Automatic error detection runs without human triggering. Pre-commit hooks catch malformed files on every commit. Forgejo Actions run the full validation suite on every PR automatically. Staleness detection scripts flag claims whose date field exceeds a configurable age threshold. Cross-reference checking identifies orphaned or broken claim relationships. SHACL validation (if using RDF) detects graph-level inconsistencies automatically.
Meta-monitoring tracks the health of the feedback system itself. Mnemom's trust ratings provide per-agent quality tracking with cryptographic attestation. Audit logs from Sondera's harness record every agent action for trajectory analysis. Forgejo's webhook delivery logs and Actions run history provide infrastructure-level monitoring.
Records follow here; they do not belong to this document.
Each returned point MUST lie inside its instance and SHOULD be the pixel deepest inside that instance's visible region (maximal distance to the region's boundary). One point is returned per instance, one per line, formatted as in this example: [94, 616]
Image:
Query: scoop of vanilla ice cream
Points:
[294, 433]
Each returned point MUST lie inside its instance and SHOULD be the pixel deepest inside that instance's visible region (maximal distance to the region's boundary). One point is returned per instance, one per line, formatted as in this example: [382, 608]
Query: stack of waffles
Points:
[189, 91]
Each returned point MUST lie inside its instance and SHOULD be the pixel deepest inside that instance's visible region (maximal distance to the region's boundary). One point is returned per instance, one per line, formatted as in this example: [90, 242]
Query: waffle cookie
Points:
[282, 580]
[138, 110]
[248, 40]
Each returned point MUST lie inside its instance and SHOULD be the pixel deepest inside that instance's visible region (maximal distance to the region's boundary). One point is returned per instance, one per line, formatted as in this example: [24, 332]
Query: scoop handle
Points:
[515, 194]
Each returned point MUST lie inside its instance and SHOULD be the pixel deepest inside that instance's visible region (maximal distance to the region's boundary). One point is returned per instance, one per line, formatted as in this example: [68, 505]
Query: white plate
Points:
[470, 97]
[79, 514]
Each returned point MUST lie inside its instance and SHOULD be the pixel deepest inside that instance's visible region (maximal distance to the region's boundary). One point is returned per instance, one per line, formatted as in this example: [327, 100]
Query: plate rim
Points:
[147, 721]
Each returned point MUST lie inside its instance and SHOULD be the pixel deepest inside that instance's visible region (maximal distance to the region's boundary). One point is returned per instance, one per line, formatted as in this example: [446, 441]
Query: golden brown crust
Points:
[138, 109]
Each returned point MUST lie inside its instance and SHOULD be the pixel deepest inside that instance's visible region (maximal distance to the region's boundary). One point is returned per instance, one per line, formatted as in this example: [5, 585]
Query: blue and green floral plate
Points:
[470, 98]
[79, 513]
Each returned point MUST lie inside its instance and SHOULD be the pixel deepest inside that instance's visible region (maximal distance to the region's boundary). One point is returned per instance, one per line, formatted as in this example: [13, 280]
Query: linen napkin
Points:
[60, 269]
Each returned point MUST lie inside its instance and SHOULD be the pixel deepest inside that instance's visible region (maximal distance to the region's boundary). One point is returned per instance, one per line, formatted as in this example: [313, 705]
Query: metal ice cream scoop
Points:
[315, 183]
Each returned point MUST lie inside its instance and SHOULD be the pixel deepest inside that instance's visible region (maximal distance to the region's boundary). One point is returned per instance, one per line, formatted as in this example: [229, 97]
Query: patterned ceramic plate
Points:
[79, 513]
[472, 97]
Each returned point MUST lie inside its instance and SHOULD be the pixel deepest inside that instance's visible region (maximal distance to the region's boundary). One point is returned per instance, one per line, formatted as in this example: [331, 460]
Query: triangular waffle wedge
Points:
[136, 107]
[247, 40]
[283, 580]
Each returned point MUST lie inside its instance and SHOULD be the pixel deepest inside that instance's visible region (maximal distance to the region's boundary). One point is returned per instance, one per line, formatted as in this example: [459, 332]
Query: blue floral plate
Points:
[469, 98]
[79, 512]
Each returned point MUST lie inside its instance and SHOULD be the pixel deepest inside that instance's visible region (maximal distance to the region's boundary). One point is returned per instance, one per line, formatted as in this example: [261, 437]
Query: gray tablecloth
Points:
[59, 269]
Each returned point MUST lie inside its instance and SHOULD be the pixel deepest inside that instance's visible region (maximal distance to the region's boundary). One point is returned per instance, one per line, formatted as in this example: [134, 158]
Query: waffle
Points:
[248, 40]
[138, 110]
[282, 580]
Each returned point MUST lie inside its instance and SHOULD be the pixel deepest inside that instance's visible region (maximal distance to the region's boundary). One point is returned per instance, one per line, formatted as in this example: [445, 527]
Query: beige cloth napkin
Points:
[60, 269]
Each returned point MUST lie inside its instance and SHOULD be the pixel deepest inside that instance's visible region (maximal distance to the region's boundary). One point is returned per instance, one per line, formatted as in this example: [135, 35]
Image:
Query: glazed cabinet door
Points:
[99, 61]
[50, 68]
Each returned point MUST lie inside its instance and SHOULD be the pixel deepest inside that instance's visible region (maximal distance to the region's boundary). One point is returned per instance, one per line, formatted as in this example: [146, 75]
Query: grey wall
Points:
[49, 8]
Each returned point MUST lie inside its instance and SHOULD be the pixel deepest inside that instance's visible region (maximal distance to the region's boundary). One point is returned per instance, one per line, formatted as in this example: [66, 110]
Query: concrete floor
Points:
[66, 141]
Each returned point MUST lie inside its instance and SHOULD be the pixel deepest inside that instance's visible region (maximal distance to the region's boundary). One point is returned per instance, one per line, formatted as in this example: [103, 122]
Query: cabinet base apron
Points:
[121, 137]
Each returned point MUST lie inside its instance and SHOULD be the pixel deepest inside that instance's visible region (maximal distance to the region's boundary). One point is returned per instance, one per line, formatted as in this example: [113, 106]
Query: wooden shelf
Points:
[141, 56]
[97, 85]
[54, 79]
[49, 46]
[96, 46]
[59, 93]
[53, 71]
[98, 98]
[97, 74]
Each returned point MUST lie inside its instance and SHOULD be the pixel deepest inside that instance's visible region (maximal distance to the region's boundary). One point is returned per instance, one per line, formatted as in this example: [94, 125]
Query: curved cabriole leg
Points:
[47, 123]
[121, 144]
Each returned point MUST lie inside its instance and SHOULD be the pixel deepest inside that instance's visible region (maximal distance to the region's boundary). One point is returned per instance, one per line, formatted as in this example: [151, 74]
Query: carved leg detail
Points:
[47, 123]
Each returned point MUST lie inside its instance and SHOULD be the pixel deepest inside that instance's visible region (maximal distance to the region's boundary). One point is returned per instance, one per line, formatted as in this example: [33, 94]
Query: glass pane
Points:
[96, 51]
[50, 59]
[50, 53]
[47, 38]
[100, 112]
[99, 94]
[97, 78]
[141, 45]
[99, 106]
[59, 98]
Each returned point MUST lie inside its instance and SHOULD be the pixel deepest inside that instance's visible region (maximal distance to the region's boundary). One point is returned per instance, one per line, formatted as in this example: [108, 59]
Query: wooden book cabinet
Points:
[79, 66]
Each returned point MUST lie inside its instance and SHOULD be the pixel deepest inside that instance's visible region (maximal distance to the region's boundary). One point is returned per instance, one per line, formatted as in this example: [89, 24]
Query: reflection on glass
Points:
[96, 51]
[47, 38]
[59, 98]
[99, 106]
A dedicated meta-monitoring agent can periodically analyze the ratio of rejected vs. accepted PRs per agent, detect degrading review quality, and flag when the adversarial probing agent hasn't found issues in suspiciously long periods — which itself may indicate the probing is failing.
Conclusion
The tooling landscape for honest multiagent knowledge bases has crossed a critical threshold. Three developments make this practical now rather than theoretical: Sondera's demonstration that deterministic Cedar/YARA policies below the LLM layer provide unforgeable guardrails that prompt injection cannot circumvent; Claude Code's 15-event hook lifecycle with four handler types (especially agent hooks that spawn subagents for multi-turn verification); and Mnemom's cryptographic agent trust ratings that enable the meta-monitoring principle through persistent, auditable reputation tracking.
The key architectural decision is choosing between Forgejo Actions-driven agents (simpler, fully self-hosted, limited by the anti-recursion rule) and webhook-driven external orchestration (more complex, supports true multi-agent pipelines with independent feedback loops). For a knowledge base implementing all seven principles, the hybrid pattern is strongest: Actions handles syntactic/schema validation as fast quality gates, while an external orchestrator dispatches specialized agents (adversarial prober, source verifier, consistency checker) that post independent reviews through the Forgejo API. The convergence around AGENTS.md as a cross-tool standard means these conventions can be shared across Claude Code, Cursor, and custom agents without tool-specific configuration — though the advisory nature of AGENTS.md means it must be paired with deterministic enforcement through hooks and CI gates.